Shu-Wei Huang, corresponding author of the new study, added that the group’s quantum time lens works even with the cheapest TCSPC devices available on the market.

“We can add this modification to almost any TCSPC system to improve its single-photon temporal resolution,” said Huang, assistant professor at ECEE.

The research is part of the new $ 25 million Center for Quantum Systems through Tangled Science and Engineering (Q-SEnSE) led by CU Boulder.

Photo finish

TCSPC may not be a household name, Huang said. But the technology, which was first developed in 1960, has revolutionized the way humans see the world. These photon counters are important components of lidar (or light sensing and ranging) sensors, which researchers use to create geological maps. They also appear in a smaller-scale imaging approach called fluorescence lifetime microscopy. Doctors use this technique to diagnose certain diseases such as macular degeneration, Alzheimer’s disease, and cancer.

“People project a pulse of light on their sample, then measure the time it takes to emit a photon,” Li said. “This moment tells you the property of the material, like the metabolism of a cell.”

Traditional TCSPC tools, however, can only measure this time up to a certain level of accuracy: if two photons hit your device too close to each other, say at 100 trillion seconds or less, the detector records them as a single photon. It’s like two sprinters coming to a photo finish in a 100-meter sprint.

Such tiny inconsistencies can seem like a baffle, but Li noted that they can make a big difference when trying to get a detailed look at insanely small molecules.

Time lenses

So he and his colleagues decided to try to solve the problem using what scientists call a “time lens”.

“In a microscope, we use optical lenses to magnify a small object into a large image,” Li said. “Our time objective works the same way but for time.”

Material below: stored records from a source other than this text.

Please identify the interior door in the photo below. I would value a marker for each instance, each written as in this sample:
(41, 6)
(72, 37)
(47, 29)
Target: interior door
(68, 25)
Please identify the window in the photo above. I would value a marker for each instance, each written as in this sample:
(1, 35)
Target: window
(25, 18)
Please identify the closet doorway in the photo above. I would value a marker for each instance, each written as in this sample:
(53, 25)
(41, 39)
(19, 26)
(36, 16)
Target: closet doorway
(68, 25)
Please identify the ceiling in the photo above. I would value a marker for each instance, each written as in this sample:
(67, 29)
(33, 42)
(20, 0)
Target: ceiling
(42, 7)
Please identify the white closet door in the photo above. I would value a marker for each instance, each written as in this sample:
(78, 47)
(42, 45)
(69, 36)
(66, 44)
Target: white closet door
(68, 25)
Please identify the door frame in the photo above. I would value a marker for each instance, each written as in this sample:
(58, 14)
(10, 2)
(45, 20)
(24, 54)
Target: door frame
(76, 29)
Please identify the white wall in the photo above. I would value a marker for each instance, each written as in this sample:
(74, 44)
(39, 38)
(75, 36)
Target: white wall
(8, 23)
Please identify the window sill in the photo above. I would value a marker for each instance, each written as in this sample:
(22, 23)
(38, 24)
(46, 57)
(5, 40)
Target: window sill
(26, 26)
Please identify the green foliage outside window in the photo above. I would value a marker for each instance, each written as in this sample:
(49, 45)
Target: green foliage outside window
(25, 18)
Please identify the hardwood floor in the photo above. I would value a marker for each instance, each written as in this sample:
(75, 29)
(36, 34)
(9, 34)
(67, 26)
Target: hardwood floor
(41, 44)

To understand how this time distortion works, imagine two photons like two runners neck and neck, so close the timekeeper of the Olympics cannot tell them apart. Li and his colleagues pass these two photons through their temporal lens, made up of loops of silica fibers. In the process, one of the photons slows down, while the other speeds up. Instead of a tight race, there is now a large gap between runners, which a detector can register.

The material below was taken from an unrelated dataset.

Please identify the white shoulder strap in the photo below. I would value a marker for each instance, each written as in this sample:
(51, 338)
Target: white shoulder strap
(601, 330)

“The separation between the two photons will be amplified,” Li said.

And, the team found, the strategy works: TCSPC devices with integrated temporal lenses can distinguish photons arriving at a detector with a deviation of several hundred quadrillion of a second, orders of magnitude greater than normal devices. can reach.

Researchers still have work to do before lenses become commonplace in science labs. But they hope their tool will one day allow humans to see objects, from the very small to the very large, all with a clarity that was previously impossible.